Does the Duty to Preserve Electronic Documents Arise Earlier for Plaintiffs?
Every plaintiff and defendant has a duty to preserve evidence, and this duty arises even before litigation commences. The flexible legal standard for when this duty begins is when the litigation is “reasonably foreseeable.” Although plaintiffs in a lawsuit are reacting to a harm or injury inflicted upon them, they are the ones who actually “pull the trigger” by filing suit. Does this standard of “reasonable foreseeability” in regard to the duty to preserve evidence arise earlier for plaintiff electronic document discovery than for the defense production?
Consider the well-known case Micron Tech. v. Rambus, 645 F.3d 1311 (Fed. Cir. 2011). While not getting into the complex procedural history of the case, Rambus developed software and sought licensing revenues and litigation damages under patent laws. Over a year before filing multiple patent lawsuits, Rambus instituted new policies regarding document retention, which included destroying emails and email analytics older than three months and the systematic destruction of electronic databases and documents.
The issue at hand before the U.S. Court of Appeals for the Federal Circuit was whether Rambus’ document retention policies, set in place over a year before the lawsuit was filed, constituted spoliation. The court ruled against Rambus and found the company had engaged in spoliation, noting that it was more likely for the patentee to reasonably foresee litigation than for the defendants.

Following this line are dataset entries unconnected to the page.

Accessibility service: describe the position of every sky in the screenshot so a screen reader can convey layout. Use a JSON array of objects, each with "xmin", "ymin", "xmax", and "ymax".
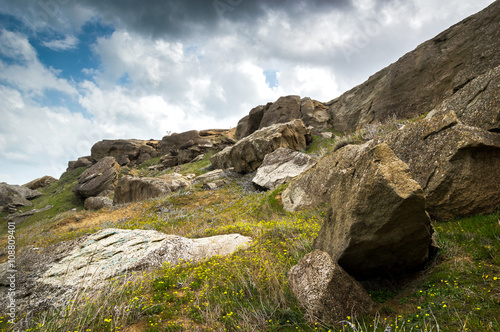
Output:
[{"xmin": 0, "ymin": 0, "xmax": 494, "ymax": 184}]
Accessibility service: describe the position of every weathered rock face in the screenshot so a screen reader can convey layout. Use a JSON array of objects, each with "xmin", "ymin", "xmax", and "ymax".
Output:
[
  {"xmin": 210, "ymin": 120, "xmax": 311, "ymax": 173},
  {"xmin": 327, "ymin": 1, "xmax": 500, "ymax": 131},
  {"xmin": 114, "ymin": 173, "xmax": 190, "ymax": 204},
  {"xmin": 160, "ymin": 130, "xmax": 211, "ymax": 154},
  {"xmin": 313, "ymin": 143, "xmax": 432, "ymax": 277},
  {"xmin": 259, "ymin": 96, "xmax": 301, "ymax": 129},
  {"xmin": 432, "ymin": 66, "xmax": 500, "ymax": 132},
  {"xmin": 23, "ymin": 175, "xmax": 57, "ymax": 190},
  {"xmin": 236, "ymin": 96, "xmax": 331, "ymax": 139},
  {"xmin": 66, "ymin": 156, "xmax": 92, "ymax": 172},
  {"xmin": 90, "ymin": 139, "xmax": 159, "ymax": 166},
  {"xmin": 300, "ymin": 97, "xmax": 331, "ymax": 131},
  {"xmin": 42, "ymin": 228, "xmax": 251, "ymax": 286},
  {"xmin": 375, "ymin": 112, "xmax": 500, "ymax": 220},
  {"xmin": 236, "ymin": 103, "xmax": 271, "ymax": 139},
  {"xmin": 0, "ymin": 229, "xmax": 251, "ymax": 313},
  {"xmin": 252, "ymin": 148, "xmax": 316, "ymax": 189},
  {"xmin": 73, "ymin": 157, "xmax": 120, "ymax": 198},
  {"xmin": 282, "ymin": 145, "xmax": 366, "ymax": 212},
  {"xmin": 83, "ymin": 197, "xmax": 113, "ymax": 210},
  {"xmin": 0, "ymin": 182, "xmax": 42, "ymax": 210},
  {"xmin": 288, "ymin": 250, "xmax": 375, "ymax": 324}
]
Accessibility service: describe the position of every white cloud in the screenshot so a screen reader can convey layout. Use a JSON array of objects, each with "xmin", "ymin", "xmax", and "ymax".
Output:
[{"xmin": 42, "ymin": 35, "xmax": 79, "ymax": 51}]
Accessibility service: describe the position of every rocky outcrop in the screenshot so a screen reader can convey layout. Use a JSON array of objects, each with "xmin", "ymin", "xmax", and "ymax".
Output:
[
  {"xmin": 281, "ymin": 145, "xmax": 366, "ymax": 212},
  {"xmin": 306, "ymin": 143, "xmax": 432, "ymax": 277},
  {"xmin": 252, "ymin": 148, "xmax": 316, "ymax": 190},
  {"xmin": 42, "ymin": 228, "xmax": 251, "ymax": 286},
  {"xmin": 23, "ymin": 175, "xmax": 57, "ymax": 190},
  {"xmin": 259, "ymin": 96, "xmax": 301, "ymax": 129},
  {"xmin": 160, "ymin": 130, "xmax": 212, "ymax": 155},
  {"xmin": 66, "ymin": 156, "xmax": 93, "ymax": 172},
  {"xmin": 114, "ymin": 173, "xmax": 190, "ymax": 204},
  {"xmin": 288, "ymin": 250, "xmax": 375, "ymax": 324},
  {"xmin": 431, "ymin": 66, "xmax": 500, "ymax": 133},
  {"xmin": 374, "ymin": 111, "xmax": 500, "ymax": 220},
  {"xmin": 90, "ymin": 139, "xmax": 159, "ymax": 166},
  {"xmin": 236, "ymin": 96, "xmax": 331, "ymax": 139},
  {"xmin": 73, "ymin": 157, "xmax": 120, "ymax": 198},
  {"xmin": 0, "ymin": 182, "xmax": 42, "ymax": 212},
  {"xmin": 6, "ymin": 205, "xmax": 53, "ymax": 224},
  {"xmin": 210, "ymin": 120, "xmax": 311, "ymax": 173},
  {"xmin": 83, "ymin": 197, "xmax": 113, "ymax": 210},
  {"xmin": 326, "ymin": 1, "xmax": 500, "ymax": 131}
]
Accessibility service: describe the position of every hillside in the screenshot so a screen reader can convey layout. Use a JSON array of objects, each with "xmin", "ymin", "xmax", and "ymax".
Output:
[{"xmin": 0, "ymin": 1, "xmax": 500, "ymax": 332}]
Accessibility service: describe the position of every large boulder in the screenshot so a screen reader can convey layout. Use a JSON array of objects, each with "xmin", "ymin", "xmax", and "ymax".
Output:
[
  {"xmin": 432, "ymin": 66, "xmax": 500, "ymax": 132},
  {"xmin": 160, "ymin": 130, "xmax": 211, "ymax": 155},
  {"xmin": 374, "ymin": 111, "xmax": 500, "ymax": 220},
  {"xmin": 236, "ymin": 103, "xmax": 271, "ymax": 139},
  {"xmin": 0, "ymin": 182, "xmax": 42, "ymax": 211},
  {"xmin": 300, "ymin": 97, "xmax": 331, "ymax": 134},
  {"xmin": 252, "ymin": 148, "xmax": 316, "ymax": 189},
  {"xmin": 73, "ymin": 157, "xmax": 120, "ymax": 198},
  {"xmin": 281, "ymin": 145, "xmax": 366, "ymax": 212},
  {"xmin": 114, "ymin": 173, "xmax": 190, "ymax": 204},
  {"xmin": 288, "ymin": 250, "xmax": 376, "ymax": 324},
  {"xmin": 210, "ymin": 120, "xmax": 311, "ymax": 173},
  {"xmin": 23, "ymin": 175, "xmax": 57, "ymax": 190},
  {"xmin": 313, "ymin": 143, "xmax": 432, "ymax": 277},
  {"xmin": 327, "ymin": 1, "xmax": 500, "ymax": 131}
]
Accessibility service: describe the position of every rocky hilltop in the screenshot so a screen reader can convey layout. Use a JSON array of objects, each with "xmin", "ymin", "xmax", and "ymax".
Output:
[{"xmin": 0, "ymin": 1, "xmax": 500, "ymax": 331}]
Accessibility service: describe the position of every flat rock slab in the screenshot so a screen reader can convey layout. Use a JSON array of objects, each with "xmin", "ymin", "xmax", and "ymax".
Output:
[
  {"xmin": 252, "ymin": 148, "xmax": 316, "ymax": 189},
  {"xmin": 42, "ymin": 228, "xmax": 251, "ymax": 287}
]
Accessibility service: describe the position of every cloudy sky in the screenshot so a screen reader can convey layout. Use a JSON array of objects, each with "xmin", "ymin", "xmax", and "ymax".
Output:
[{"xmin": 0, "ymin": 0, "xmax": 493, "ymax": 184}]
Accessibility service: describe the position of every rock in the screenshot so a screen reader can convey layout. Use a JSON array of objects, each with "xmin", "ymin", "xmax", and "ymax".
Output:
[
  {"xmin": 41, "ymin": 228, "xmax": 251, "ymax": 287},
  {"xmin": 326, "ymin": 1, "xmax": 500, "ymax": 132},
  {"xmin": 320, "ymin": 131, "xmax": 333, "ymax": 139},
  {"xmin": 259, "ymin": 96, "xmax": 301, "ymax": 129},
  {"xmin": 73, "ymin": 157, "xmax": 120, "ymax": 198},
  {"xmin": 114, "ymin": 173, "xmax": 190, "ymax": 204},
  {"xmin": 313, "ymin": 143, "xmax": 432, "ymax": 277},
  {"xmin": 210, "ymin": 120, "xmax": 311, "ymax": 173},
  {"xmin": 193, "ymin": 169, "xmax": 237, "ymax": 184},
  {"xmin": 374, "ymin": 111, "xmax": 500, "ymax": 220},
  {"xmin": 201, "ymin": 180, "xmax": 226, "ymax": 190},
  {"xmin": 0, "ymin": 182, "xmax": 42, "ymax": 209},
  {"xmin": 236, "ymin": 103, "xmax": 272, "ymax": 140},
  {"xmin": 23, "ymin": 175, "xmax": 57, "ymax": 190},
  {"xmin": 83, "ymin": 196, "xmax": 113, "ymax": 210},
  {"xmin": 252, "ymin": 148, "xmax": 316, "ymax": 189},
  {"xmin": 0, "ymin": 229, "xmax": 251, "ymax": 314},
  {"xmin": 66, "ymin": 156, "xmax": 92, "ymax": 172},
  {"xmin": 7, "ymin": 205, "xmax": 53, "ymax": 224},
  {"xmin": 160, "ymin": 130, "xmax": 210, "ymax": 155},
  {"xmin": 281, "ymin": 145, "xmax": 366, "ymax": 212},
  {"xmin": 91, "ymin": 139, "xmax": 158, "ymax": 166},
  {"xmin": 431, "ymin": 66, "xmax": 500, "ymax": 133},
  {"xmin": 288, "ymin": 250, "xmax": 376, "ymax": 324},
  {"xmin": 300, "ymin": 97, "xmax": 332, "ymax": 132}
]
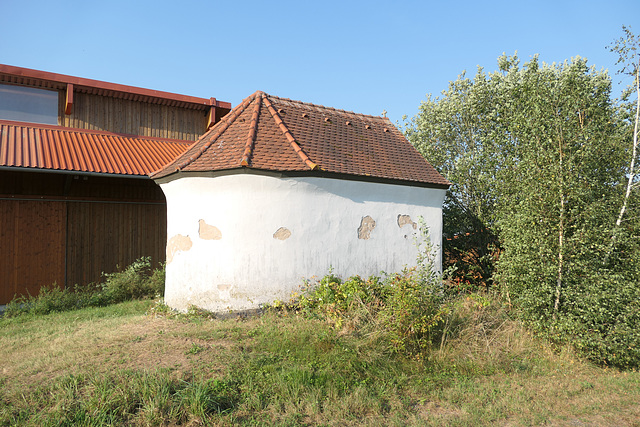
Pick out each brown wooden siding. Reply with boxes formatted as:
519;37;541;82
67;202;167;290
58;91;208;141
0;200;66;304
0;171;166;304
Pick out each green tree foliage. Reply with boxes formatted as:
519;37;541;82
405;69;499;288
406;45;640;366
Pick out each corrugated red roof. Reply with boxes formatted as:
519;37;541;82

This case is an example of the reasonably foreseeable standard affecting plaintiff discovery sooner in time than it would affect the defense production. Corporate entities should have long-standing policies of regular and systematic destruction of electronic documents if they want their actions to be viewed as “good housekeeping” and not spoliation if they ever become plaintiffs in a lawsuit. Although individuals in a class action lawsuit might have less-burdensome plaintiff ESI productions, it still holds true that any destruction of electronic data or documents prior to filing may have an adverse effect on the ensuing litigation.